ZEPHYR: ZERO-SHOT PUNCTUATION RESTORATION
Minghan Wang (Huawei); Yinglu Li (HUAWEI TECHNOLOGIES CO., LTD.); Jiaxin GUO (Huawei); Xiaosong Qiao (Huawei); Chang Su (Huawei); Min Zhang (Huawei); Shimin Tao (Huawei); Hao Yang (Huawei)
-
SPS
IEEE Members: $11.00
Non-members: $15.00
Punctuation restoration can be crucial for the cascade speech translation system. Traditional approaches typically treat it as a sequential tagging problem, predicting which punctuation mark should follow a given word. However, this often requires significant computational and storage resources for full-stage training or fine-tuning.

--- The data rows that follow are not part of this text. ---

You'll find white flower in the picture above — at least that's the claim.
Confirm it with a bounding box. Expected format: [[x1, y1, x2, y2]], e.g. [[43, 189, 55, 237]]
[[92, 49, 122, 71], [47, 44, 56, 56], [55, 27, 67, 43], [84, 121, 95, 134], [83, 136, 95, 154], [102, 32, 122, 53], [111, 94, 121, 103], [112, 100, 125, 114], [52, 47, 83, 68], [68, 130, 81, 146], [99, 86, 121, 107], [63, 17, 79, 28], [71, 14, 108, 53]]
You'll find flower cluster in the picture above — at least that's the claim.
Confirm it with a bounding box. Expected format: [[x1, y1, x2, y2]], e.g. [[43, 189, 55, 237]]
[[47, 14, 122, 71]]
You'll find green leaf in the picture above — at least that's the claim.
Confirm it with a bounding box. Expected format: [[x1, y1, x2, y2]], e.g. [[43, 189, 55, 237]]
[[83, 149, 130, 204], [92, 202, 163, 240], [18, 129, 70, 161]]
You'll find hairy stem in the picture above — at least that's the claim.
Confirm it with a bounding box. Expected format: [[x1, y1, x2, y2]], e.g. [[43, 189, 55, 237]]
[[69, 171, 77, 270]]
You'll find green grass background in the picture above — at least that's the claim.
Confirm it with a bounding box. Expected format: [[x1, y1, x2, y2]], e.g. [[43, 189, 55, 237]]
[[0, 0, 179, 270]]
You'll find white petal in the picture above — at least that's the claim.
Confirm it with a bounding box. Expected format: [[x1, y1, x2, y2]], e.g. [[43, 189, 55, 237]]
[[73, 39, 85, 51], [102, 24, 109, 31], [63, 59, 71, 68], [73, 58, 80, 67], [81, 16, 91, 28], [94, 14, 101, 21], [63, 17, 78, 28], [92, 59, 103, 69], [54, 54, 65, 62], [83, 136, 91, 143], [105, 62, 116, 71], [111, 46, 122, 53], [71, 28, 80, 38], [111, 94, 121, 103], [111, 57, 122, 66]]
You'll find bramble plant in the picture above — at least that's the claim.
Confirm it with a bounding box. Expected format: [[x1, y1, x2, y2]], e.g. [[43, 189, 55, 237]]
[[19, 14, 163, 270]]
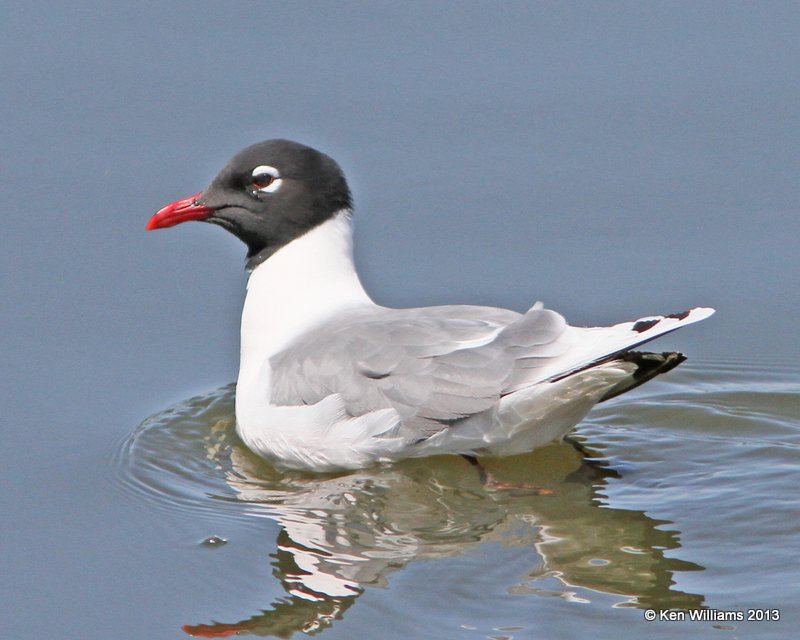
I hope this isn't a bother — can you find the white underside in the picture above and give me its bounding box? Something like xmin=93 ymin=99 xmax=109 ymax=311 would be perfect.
xmin=236 ymin=212 xmax=708 ymax=471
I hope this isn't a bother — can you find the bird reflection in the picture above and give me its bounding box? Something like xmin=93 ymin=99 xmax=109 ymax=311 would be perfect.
xmin=172 ymin=410 xmax=703 ymax=638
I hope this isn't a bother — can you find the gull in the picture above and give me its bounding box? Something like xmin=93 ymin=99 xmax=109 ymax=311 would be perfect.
xmin=147 ymin=139 xmax=714 ymax=471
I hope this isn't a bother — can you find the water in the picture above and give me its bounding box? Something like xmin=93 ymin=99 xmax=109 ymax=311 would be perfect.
xmin=115 ymin=361 xmax=800 ymax=638
xmin=0 ymin=0 xmax=800 ymax=640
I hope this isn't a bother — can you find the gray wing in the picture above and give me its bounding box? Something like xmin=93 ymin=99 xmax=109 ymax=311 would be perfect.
xmin=270 ymin=306 xmax=566 ymax=437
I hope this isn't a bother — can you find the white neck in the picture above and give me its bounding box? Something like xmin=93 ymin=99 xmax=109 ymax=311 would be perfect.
xmin=239 ymin=210 xmax=373 ymax=384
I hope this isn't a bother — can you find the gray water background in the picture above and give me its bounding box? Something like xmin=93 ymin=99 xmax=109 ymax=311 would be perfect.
xmin=0 ymin=1 xmax=800 ymax=638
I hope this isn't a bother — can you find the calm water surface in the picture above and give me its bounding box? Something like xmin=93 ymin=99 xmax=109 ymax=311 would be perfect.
xmin=115 ymin=360 xmax=800 ymax=638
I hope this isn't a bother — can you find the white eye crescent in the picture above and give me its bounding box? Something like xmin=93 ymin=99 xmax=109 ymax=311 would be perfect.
xmin=255 ymin=164 xmax=283 ymax=193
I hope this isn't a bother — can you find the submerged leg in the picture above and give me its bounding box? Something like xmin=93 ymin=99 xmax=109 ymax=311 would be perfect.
xmin=461 ymin=453 xmax=553 ymax=496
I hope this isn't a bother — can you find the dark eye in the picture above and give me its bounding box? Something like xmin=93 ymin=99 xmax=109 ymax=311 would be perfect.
xmin=255 ymin=165 xmax=282 ymax=193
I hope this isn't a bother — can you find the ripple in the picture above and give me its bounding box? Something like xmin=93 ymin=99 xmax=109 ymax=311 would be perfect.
xmin=114 ymin=361 xmax=800 ymax=636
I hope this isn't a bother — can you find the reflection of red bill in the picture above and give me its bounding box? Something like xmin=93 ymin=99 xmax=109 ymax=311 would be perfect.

Our argument is that pretrained language models (PLMs) can directly leverage their learned knowledge for punctuation generation, making additional training unnecessary. In this paper, we propose the Zephyr algorithm, which utilizes PLMs to perform zero-shot and few-shot punctuation restoration for both offline and streaming scenarios. Our experimental results demonstrate that, in comparison to fine-tuning-based baselines, Zephyr achieves competitive performance while requiring little to no training cost and exhibiting better generalizability in zero-shot and few-shot settings.